Manchester City’s two-year ban from European competition, imposed by Uefa, has been overturned by the grand-sounding Swiss-based Court of Arbitration for Sport. The Court found that the alleged “serious breaches” of Uefa’s Financial Fair Play rules were “either not established or time-barred.”
So it doesn’t seem to be saying the club didn’t do it but that it can’t be proven and much of it was too late. The alleged breaches emerged in a spate of hacked emails from Germany.
A messy business therefore and one which opens football, the world’s most popular sport, to yet more influence by unpopular regimes – Man City is owned by Sheikh Mansour bin Zayed al-Nahyan, a billionaire member of Abu Dhabi’s ruling family – and the money that accompanies them. Saudi Arabian interests are trying to buy the UK’s Newcastle United, the next World Cup is to be held in that hotbed of football Qatar.
In effect football has become the global political PR game. It’s not new for sports and sports events to be seen as PR levers by contentious regimes – Hitler arguably got there first in 1936 – but the worldwide live broadcasting of the game has made it in a win/win bet for certain regimes.

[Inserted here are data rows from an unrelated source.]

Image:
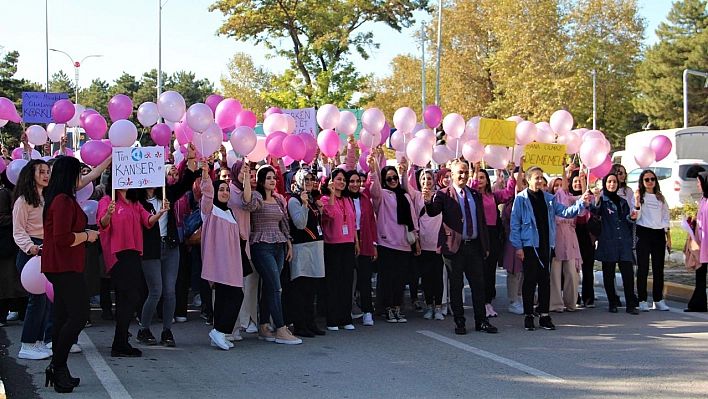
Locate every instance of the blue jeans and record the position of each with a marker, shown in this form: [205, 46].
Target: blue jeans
[37, 315]
[161, 278]
[268, 260]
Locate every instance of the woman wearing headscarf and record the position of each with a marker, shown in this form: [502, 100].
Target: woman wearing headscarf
[614, 245]
[398, 234]
[697, 303]
[307, 267]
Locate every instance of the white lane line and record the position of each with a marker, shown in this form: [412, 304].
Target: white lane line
[491, 356]
[103, 371]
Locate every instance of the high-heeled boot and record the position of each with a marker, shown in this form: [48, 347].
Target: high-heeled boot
[58, 377]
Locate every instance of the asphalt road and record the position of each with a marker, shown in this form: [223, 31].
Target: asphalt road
[592, 354]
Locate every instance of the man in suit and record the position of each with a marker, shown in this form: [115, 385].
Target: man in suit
[463, 242]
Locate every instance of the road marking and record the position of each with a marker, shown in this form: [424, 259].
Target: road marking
[103, 371]
[491, 356]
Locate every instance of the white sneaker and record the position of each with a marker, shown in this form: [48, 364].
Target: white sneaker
[368, 319]
[219, 339]
[32, 352]
[661, 305]
[252, 328]
[516, 308]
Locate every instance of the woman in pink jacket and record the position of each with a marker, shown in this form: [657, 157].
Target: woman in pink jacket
[398, 234]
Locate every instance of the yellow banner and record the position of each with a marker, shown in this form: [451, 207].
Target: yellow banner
[497, 132]
[548, 157]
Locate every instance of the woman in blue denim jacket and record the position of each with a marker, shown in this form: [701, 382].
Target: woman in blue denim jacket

Buying and investing in a football club may cost billions but you get some of the money back from TV rights, sponsorship and the like plus lots of free tickets to all sorts of things – a lot more fun than hiring a PR agency.
But where does this leave the supposedly beautiful game? Not looking very pretty some might say.
Are Newcastle supporters really comfortable with effective ownership by a regime that executes people by the hundreds? It’s just decided to stop beheading minors which some might see as a move in the right direction.
Financial Fair Play was a belated effort to bring some order into proceedings, not least by giving a bigger chance to clubs not owned by Middle Eastern potentates. Can even football survive a financial free-for-all?